5 thoughts on “How The Republicans Can Block Breyer’s Replacement”

  1. Would Republicans dare set off a withering tirade of accusations of racism and misogyny the Democrats would bring to the media? Oh wait….

  2. Interesting…should be instructive to see if the republicans have the stones to use it. On a related subject I have an alternative proposal to the various versions of the “for the people act” stalled for now (hopefully for good) in Congress. Rather than in effect seeding the authority to make election law permanently with Congress why not create a different mechanism by federal law? Pass a federal law that compels states that have no provisions for amending said states’ constitution by ballot initiative (unlike my state of Ohio) to have the ability under federal law. Say in some state like Mississippi the voters of the state could pass a ballot initiative under my proposed federal law. The voters of the state could vote in if they chose an amendment to the states constitution to allow mass mail in ballots, automatic voter registration with or without request if they wanted to. Or vote in “independent boards” to do the post census redistricting in their respective state if the wish (like Ohio did). Or even to compel their states presidential electors to vote according to the national vote (I am personally opposed to that) again if they wanted to.
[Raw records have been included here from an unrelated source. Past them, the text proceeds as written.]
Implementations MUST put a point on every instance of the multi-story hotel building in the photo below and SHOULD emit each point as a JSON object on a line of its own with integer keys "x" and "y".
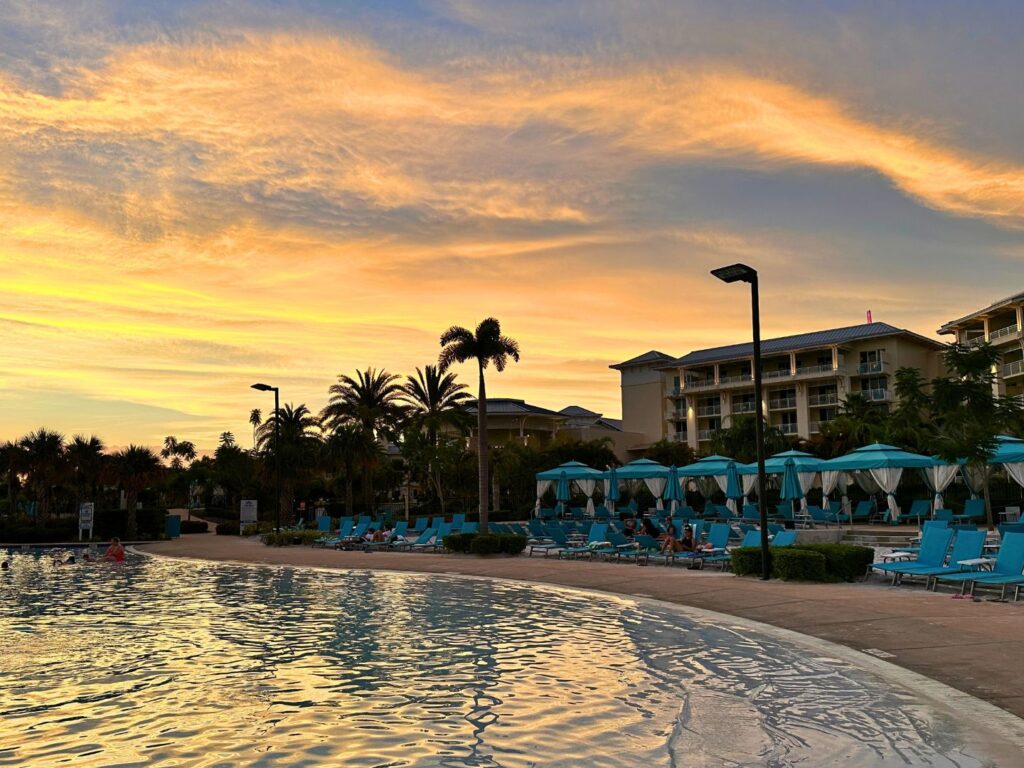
{"x": 806, "y": 377}
{"x": 1000, "y": 325}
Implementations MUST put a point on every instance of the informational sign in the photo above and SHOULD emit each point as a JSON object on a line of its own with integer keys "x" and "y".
{"x": 86, "y": 512}
{"x": 248, "y": 511}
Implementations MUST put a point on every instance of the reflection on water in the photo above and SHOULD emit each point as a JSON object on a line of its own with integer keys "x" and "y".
{"x": 169, "y": 663}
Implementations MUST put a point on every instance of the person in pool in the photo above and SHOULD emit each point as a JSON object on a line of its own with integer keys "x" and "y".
{"x": 115, "y": 553}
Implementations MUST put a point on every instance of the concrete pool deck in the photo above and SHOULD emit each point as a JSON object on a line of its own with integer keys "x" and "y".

That would preserve the mandate of state law governing how elections are run in that state while addressing the democrats arguments of “voter suppression”. The currently democratic congress would never go for that of course since their true aim is a permanent power grab; but maybe the Republicans after November just might if they end up in power.

  3. Charlie Cooke at NR suggests that we might be better off acting like adults (not his words) because, as he puts it, “If, as seems likely, Biden chooses a bomb-throwing hack in the mold of Justice Sotomayor, he will end up further marginalizing the real talent within the ‘living constitution’ wing, Elena Kagan, and creating more distance between her and her originalist (and originalist-adjacent) colleagues.” Breyer is sharp enough that his arguments can sway the centrists like Roberts and Kavanaugh, but his replacement likely will not be.